There are lots of questions that need to be asked in order to find out if the prospect qualifies in these three areas. Some of these questions require a sales person to be assertive.
Questions such as:
- How will you go about telling your current broker/banker/relationship that you are no longer going to do business with them?
- If you don’t have the money, how will you solve the problem?
- The budget you have won’t be enough to get you the outcome you want. What part of the solution do you want to eliminate?
- What will you tell your partner when they say they don’t want to make the change?
Additionally, sometimes statements are required that would be considered counter-intuitive to selling, gutsy and risky.
- Based on our experience and deep domain knowledge about your business, your best action to take would be this: ________. If that doesn’t seem to work for you, then there’s a possibility that we won’t be a good match.
- If I treated my clients the way you’ve been treated, then I would expect to be fired.
- When we finish our presentation, solve all of the problems you’ve asked us to address within your budget and answered all your questions, I’ll need for you to be in a position to make a decision on whether we’ll do business together or not.
- Maybe the most important thing for you to consider is “fit”. If there isn’t a fit between our two companies, then our products and pricing really don’t matter.
Imagine for a second that you had salespeople that were gutsy enough to have these types of conversations. What would happen? You might fear that you would lose more business. But… suppose that wasn’t the case. Suppose by being more assertive and gutsier, your salespeople eliminated tire kickers earlier. Suppose this led to the elimination of “think it overs” and actually got people to decide. Imagine for a second that your salespeople stopped making presentations to people who could only say “no” and never had the authority or intention of saying “yes”. What would happen?
Your people would sell more, more quickly, at higher margins. They would stop wasting time, stop getting delays, stop being shopped by a prospect that was just trying to keep a current provider honest.
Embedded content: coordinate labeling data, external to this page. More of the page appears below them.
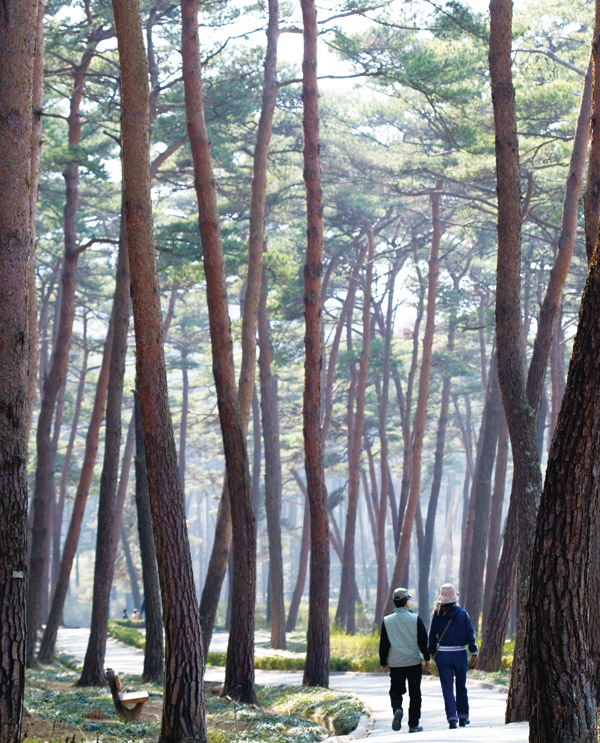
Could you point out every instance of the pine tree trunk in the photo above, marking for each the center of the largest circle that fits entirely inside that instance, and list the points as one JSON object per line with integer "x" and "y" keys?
{"x": 239, "y": 672}
{"x": 268, "y": 399}
{"x": 402, "y": 556}
{"x": 345, "y": 615}
{"x": 292, "y": 618}
{"x": 48, "y": 643}
{"x": 218, "y": 560}
{"x": 316, "y": 669}
{"x": 109, "y": 517}
{"x": 18, "y": 24}
{"x": 495, "y": 535}
{"x": 183, "y": 718}
{"x": 154, "y": 661}
{"x": 481, "y": 497}
{"x": 561, "y": 675}
{"x": 425, "y": 561}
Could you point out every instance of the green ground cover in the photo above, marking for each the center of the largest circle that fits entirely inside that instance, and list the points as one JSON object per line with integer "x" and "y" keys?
{"x": 58, "y": 712}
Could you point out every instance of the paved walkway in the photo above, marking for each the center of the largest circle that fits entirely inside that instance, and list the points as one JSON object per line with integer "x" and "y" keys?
{"x": 486, "y": 705}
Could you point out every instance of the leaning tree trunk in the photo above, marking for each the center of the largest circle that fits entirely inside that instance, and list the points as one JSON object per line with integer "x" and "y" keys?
{"x": 495, "y": 535}
{"x": 183, "y": 718}
{"x": 561, "y": 675}
{"x": 402, "y": 556}
{"x": 83, "y": 488}
{"x": 40, "y": 543}
{"x": 17, "y": 53}
{"x": 154, "y": 657}
{"x": 219, "y": 556}
{"x": 345, "y": 615}
{"x": 292, "y": 618}
{"x": 92, "y": 673}
{"x": 316, "y": 669}
{"x": 481, "y": 496}
{"x": 239, "y": 671}
{"x": 268, "y": 401}
{"x": 522, "y": 403}
{"x": 436, "y": 483}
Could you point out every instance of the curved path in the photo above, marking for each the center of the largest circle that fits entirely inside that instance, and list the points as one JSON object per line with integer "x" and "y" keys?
{"x": 486, "y": 704}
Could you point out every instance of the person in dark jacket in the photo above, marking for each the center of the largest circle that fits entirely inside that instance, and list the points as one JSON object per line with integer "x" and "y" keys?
{"x": 403, "y": 641}
{"x": 451, "y": 630}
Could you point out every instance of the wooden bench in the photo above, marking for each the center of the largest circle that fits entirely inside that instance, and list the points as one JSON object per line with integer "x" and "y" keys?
{"x": 129, "y": 706}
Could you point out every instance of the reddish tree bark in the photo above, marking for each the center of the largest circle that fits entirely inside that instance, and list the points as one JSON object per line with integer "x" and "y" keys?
{"x": 302, "y": 561}
{"x": 43, "y": 488}
{"x": 521, "y": 403}
{"x": 222, "y": 542}
{"x": 239, "y": 672}
{"x": 345, "y": 614}
{"x": 18, "y": 25}
{"x": 316, "y": 669}
{"x": 183, "y": 700}
{"x": 270, "y": 427}
{"x": 154, "y": 658}
{"x": 402, "y": 557}
{"x": 48, "y": 643}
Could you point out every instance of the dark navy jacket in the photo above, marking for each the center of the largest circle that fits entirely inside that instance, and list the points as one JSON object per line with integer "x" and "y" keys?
{"x": 459, "y": 633}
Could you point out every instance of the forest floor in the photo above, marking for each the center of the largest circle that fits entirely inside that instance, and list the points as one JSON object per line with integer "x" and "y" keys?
{"x": 487, "y": 701}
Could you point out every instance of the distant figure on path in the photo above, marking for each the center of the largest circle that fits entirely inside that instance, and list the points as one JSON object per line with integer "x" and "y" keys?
{"x": 402, "y": 645}
{"x": 451, "y": 629}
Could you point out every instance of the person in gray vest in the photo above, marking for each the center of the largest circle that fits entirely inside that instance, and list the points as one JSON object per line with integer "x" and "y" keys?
{"x": 402, "y": 646}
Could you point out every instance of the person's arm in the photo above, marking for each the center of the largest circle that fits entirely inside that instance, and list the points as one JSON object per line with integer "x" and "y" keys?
{"x": 422, "y": 639}
{"x": 433, "y": 637}
{"x": 384, "y": 647}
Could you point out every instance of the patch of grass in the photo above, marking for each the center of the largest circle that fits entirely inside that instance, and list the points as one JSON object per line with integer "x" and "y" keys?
{"x": 60, "y": 712}
{"x": 123, "y": 631}
{"x": 336, "y": 711}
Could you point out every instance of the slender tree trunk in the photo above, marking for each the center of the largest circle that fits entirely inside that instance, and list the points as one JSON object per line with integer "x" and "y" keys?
{"x": 522, "y": 403}
{"x": 109, "y": 517}
{"x": 268, "y": 399}
{"x": 561, "y": 675}
{"x": 419, "y": 424}
{"x": 85, "y": 480}
{"x": 239, "y": 672}
{"x": 425, "y": 562}
{"x": 183, "y": 717}
{"x": 40, "y": 548}
{"x": 185, "y": 393}
{"x": 218, "y": 560}
{"x": 481, "y": 497}
{"x": 290, "y": 624}
{"x": 18, "y": 24}
{"x": 316, "y": 669}
{"x": 62, "y": 491}
{"x": 154, "y": 661}
{"x": 345, "y": 615}
{"x": 495, "y": 535}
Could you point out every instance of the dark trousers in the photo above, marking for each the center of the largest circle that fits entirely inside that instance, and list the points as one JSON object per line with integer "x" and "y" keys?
{"x": 398, "y": 678}
{"x": 452, "y": 665}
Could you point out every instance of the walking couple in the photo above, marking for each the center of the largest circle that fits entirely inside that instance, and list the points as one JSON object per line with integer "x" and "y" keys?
{"x": 404, "y": 642}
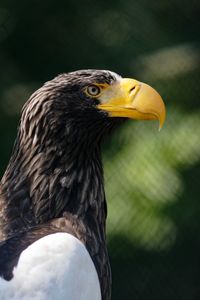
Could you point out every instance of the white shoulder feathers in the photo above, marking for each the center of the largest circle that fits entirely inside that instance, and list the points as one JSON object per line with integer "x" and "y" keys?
{"x": 57, "y": 266}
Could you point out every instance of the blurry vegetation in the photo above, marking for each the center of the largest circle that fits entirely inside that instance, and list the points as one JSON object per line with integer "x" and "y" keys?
{"x": 152, "y": 178}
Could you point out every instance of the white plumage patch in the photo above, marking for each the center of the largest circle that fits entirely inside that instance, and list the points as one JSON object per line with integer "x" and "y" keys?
{"x": 57, "y": 266}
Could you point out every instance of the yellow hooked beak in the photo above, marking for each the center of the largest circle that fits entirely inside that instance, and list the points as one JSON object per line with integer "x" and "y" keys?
{"x": 133, "y": 99}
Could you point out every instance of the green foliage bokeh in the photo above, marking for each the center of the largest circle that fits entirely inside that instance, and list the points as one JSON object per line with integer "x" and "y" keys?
{"x": 152, "y": 178}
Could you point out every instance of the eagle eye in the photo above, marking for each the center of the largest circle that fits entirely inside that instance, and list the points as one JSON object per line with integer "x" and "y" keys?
{"x": 93, "y": 90}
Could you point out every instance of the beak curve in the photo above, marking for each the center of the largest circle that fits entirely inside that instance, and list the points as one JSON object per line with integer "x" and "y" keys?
{"x": 136, "y": 100}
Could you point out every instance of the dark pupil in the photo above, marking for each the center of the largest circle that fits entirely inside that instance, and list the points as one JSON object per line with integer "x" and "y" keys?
{"x": 94, "y": 90}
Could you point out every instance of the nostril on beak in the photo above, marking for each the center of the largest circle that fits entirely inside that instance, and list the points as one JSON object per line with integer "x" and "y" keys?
{"x": 132, "y": 89}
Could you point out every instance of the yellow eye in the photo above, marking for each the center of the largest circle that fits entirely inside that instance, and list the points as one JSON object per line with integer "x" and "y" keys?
{"x": 93, "y": 90}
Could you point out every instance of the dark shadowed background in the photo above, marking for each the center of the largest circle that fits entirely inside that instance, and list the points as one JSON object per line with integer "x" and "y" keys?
{"x": 152, "y": 178}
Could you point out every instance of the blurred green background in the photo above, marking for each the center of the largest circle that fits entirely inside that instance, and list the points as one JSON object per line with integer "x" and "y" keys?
{"x": 152, "y": 178}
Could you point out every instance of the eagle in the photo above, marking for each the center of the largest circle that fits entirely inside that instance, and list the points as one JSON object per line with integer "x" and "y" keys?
{"x": 52, "y": 201}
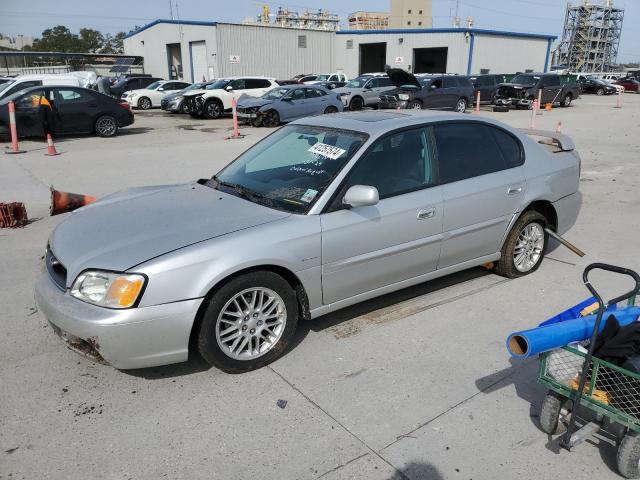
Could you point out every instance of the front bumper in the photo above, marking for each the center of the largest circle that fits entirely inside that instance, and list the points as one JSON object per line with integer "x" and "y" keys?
{"x": 401, "y": 104}
{"x": 131, "y": 338}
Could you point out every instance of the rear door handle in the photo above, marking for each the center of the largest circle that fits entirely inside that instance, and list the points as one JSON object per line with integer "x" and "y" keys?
{"x": 426, "y": 213}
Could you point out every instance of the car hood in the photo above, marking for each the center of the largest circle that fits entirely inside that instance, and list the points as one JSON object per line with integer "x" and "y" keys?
{"x": 140, "y": 91}
{"x": 515, "y": 85}
{"x": 247, "y": 101}
{"x": 401, "y": 77}
{"x": 125, "y": 229}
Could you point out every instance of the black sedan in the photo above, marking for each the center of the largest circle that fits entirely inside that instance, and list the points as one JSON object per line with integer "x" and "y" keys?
{"x": 594, "y": 85}
{"x": 64, "y": 110}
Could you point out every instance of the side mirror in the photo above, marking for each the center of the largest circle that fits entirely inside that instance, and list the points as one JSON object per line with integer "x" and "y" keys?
{"x": 361, "y": 196}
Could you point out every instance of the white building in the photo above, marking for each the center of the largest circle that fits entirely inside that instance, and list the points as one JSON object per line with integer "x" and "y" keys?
{"x": 195, "y": 50}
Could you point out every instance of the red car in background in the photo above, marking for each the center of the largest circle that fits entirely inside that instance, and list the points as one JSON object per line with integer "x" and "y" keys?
{"x": 629, "y": 84}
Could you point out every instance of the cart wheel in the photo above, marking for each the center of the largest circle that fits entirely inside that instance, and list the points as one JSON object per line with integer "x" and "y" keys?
{"x": 628, "y": 458}
{"x": 553, "y": 413}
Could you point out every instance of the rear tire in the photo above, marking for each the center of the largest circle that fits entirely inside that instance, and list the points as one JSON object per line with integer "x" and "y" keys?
{"x": 551, "y": 413}
{"x": 217, "y": 348}
{"x": 106, "y": 126}
{"x": 628, "y": 457}
{"x": 524, "y": 247}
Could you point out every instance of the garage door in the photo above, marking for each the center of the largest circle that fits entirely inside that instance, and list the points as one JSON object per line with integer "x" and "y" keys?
{"x": 198, "y": 61}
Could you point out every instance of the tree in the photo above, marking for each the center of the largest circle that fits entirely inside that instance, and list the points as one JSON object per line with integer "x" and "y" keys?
{"x": 113, "y": 43}
{"x": 57, "y": 39}
{"x": 91, "y": 41}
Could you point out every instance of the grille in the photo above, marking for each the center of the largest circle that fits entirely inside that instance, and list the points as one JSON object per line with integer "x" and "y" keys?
{"x": 56, "y": 270}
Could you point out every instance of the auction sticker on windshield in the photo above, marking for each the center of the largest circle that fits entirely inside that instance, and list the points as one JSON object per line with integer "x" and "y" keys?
{"x": 328, "y": 151}
{"x": 309, "y": 195}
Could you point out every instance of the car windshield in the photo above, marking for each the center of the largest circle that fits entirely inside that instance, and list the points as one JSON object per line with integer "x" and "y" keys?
{"x": 194, "y": 86}
{"x": 424, "y": 81}
{"x": 290, "y": 169}
{"x": 276, "y": 93}
{"x": 217, "y": 84}
{"x": 525, "y": 79}
{"x": 357, "y": 82}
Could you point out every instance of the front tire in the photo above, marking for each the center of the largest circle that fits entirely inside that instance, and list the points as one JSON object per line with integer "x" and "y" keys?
{"x": 213, "y": 109}
{"x": 524, "y": 248}
{"x": 249, "y": 322}
{"x": 461, "y": 106}
{"x": 356, "y": 104}
{"x": 144, "y": 103}
{"x": 106, "y": 126}
{"x": 271, "y": 119}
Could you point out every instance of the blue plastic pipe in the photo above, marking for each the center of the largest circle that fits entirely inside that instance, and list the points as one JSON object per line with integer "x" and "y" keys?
{"x": 531, "y": 342}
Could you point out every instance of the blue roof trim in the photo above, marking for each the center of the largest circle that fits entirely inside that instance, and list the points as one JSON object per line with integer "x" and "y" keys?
{"x": 174, "y": 22}
{"x": 448, "y": 30}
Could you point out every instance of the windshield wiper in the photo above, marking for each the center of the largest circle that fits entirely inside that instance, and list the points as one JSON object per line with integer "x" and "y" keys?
{"x": 240, "y": 189}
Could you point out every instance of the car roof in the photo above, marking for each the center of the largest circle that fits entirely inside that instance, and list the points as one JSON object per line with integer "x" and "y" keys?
{"x": 377, "y": 122}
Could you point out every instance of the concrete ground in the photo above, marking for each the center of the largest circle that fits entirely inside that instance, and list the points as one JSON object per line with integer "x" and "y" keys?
{"x": 414, "y": 385}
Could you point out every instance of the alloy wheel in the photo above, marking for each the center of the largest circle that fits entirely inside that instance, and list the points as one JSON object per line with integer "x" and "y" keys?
{"x": 106, "y": 127}
{"x": 251, "y": 323}
{"x": 529, "y": 247}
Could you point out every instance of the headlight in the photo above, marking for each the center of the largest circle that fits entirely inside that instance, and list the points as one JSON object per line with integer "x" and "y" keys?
{"x": 108, "y": 289}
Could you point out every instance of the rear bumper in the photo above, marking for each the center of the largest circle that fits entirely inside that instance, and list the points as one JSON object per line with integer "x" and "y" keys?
{"x": 131, "y": 338}
{"x": 567, "y": 210}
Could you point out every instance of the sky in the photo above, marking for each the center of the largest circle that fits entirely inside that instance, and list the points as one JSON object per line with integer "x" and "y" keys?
{"x": 31, "y": 17}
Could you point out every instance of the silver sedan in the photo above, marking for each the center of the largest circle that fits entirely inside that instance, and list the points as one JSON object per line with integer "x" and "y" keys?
{"x": 325, "y": 212}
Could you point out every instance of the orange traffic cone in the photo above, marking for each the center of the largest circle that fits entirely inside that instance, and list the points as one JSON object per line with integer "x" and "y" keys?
{"x": 62, "y": 202}
{"x": 51, "y": 148}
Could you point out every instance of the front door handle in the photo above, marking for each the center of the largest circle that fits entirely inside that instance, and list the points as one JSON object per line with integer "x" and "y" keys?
{"x": 426, "y": 213}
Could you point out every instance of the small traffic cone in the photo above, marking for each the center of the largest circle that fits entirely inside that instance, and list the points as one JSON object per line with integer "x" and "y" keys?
{"x": 559, "y": 127}
{"x": 51, "y": 148}
{"x": 62, "y": 202}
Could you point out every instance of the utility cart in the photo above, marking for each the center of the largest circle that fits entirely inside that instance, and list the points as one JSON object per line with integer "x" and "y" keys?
{"x": 577, "y": 380}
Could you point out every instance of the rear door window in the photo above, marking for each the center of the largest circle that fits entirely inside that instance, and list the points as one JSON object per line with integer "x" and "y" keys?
{"x": 467, "y": 150}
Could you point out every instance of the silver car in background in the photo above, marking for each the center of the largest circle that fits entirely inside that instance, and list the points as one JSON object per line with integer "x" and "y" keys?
{"x": 325, "y": 212}
{"x": 364, "y": 91}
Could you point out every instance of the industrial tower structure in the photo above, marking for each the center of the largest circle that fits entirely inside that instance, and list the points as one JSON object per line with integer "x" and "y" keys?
{"x": 591, "y": 37}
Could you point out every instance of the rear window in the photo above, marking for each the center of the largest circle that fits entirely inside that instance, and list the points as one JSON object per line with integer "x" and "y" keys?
{"x": 467, "y": 150}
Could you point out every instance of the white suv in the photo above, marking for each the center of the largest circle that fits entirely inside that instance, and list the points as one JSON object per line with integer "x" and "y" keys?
{"x": 216, "y": 99}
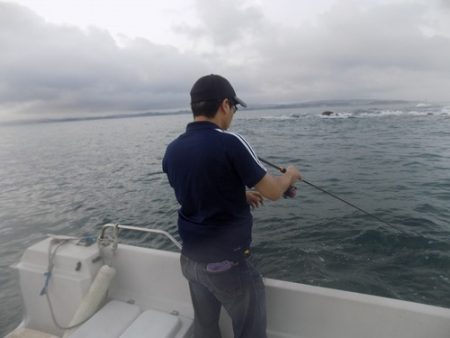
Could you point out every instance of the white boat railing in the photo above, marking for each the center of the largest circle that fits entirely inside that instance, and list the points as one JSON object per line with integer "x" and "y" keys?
{"x": 104, "y": 240}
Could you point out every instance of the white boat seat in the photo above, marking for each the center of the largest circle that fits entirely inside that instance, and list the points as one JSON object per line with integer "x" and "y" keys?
{"x": 109, "y": 322}
{"x": 23, "y": 332}
{"x": 153, "y": 324}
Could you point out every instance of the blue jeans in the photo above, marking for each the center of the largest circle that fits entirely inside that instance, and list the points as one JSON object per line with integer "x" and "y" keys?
{"x": 241, "y": 292}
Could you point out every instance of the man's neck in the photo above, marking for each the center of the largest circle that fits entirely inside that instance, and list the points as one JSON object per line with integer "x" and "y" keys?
{"x": 202, "y": 118}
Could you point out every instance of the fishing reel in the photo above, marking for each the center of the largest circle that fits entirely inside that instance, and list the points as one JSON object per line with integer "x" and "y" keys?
{"x": 291, "y": 192}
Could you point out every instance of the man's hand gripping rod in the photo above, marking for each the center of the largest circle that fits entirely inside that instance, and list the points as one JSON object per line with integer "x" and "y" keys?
{"x": 283, "y": 170}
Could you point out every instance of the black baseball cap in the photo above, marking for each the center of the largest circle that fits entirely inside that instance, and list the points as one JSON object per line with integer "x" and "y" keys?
{"x": 214, "y": 88}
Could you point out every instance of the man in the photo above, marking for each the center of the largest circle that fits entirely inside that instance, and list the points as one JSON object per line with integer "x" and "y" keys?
{"x": 209, "y": 169}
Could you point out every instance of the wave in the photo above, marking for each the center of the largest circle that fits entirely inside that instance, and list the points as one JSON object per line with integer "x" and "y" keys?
{"x": 372, "y": 113}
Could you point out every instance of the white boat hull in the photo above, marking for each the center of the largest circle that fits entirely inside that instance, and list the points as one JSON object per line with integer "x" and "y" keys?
{"x": 151, "y": 279}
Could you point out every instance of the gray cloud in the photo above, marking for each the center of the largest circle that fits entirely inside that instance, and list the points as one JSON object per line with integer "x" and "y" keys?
{"x": 380, "y": 51}
{"x": 46, "y": 67}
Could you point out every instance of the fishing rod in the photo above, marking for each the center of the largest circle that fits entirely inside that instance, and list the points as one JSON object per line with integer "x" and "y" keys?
{"x": 283, "y": 170}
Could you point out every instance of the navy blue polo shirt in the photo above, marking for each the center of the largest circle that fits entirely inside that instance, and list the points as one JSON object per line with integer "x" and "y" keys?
{"x": 209, "y": 169}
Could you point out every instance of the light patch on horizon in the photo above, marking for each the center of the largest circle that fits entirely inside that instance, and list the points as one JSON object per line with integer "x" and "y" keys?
{"x": 340, "y": 50}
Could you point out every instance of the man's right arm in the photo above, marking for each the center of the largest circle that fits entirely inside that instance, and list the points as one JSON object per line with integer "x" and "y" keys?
{"x": 273, "y": 187}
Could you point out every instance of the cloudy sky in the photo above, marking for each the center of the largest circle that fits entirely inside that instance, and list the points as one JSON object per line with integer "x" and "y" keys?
{"x": 91, "y": 56}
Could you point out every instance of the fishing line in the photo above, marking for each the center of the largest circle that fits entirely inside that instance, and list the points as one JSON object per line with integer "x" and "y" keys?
{"x": 283, "y": 170}
{"x": 292, "y": 193}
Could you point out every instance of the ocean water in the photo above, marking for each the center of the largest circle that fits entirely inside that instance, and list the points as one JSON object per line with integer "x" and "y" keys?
{"x": 391, "y": 159}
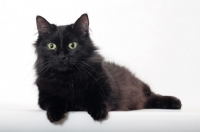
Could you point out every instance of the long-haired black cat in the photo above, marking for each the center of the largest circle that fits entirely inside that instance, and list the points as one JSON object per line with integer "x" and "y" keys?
{"x": 72, "y": 76}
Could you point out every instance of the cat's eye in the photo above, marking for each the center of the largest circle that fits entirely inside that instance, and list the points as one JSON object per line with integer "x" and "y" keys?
{"x": 72, "y": 45}
{"x": 51, "y": 46}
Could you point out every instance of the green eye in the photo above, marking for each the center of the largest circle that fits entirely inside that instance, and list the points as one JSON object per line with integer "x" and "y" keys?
{"x": 51, "y": 46}
{"x": 72, "y": 45}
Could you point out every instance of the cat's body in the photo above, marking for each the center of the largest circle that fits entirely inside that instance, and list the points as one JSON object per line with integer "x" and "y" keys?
{"x": 72, "y": 76}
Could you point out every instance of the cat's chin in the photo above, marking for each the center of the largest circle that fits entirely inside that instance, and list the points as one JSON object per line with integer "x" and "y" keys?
{"x": 63, "y": 68}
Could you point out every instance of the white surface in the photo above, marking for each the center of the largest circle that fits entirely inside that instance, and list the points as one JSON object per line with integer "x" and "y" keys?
{"x": 157, "y": 40}
{"x": 137, "y": 121}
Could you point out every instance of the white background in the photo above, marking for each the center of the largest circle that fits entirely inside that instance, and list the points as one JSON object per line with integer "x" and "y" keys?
{"x": 157, "y": 40}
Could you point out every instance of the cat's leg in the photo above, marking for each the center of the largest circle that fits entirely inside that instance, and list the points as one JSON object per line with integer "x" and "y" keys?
{"x": 163, "y": 102}
{"x": 158, "y": 101}
{"x": 55, "y": 107}
{"x": 97, "y": 107}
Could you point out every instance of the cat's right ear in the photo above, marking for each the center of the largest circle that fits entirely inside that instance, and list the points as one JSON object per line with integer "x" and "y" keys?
{"x": 43, "y": 26}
Here’s How Sales Managers Can Get Their Salespeople to be More Assertive
Sales managers must hold their salespeople accountable to the right level of sales activity. To do this, you must have a success formula and a well-defined sales process so that you can identify where the choke points are for individuals when they fail to close “sure thing” opportunities. You must also have a pipeline tool that actually helps you predict the possibility of an opportunity closing rather than a tool that just reports that there is activity in the pipeline. And, finally, you must have a full pipeline – an anemic pipeline makes cowards out of salespeople. These are the tools you will need to help your salespeople be more assertive and close more business, more quickly, at higher margins.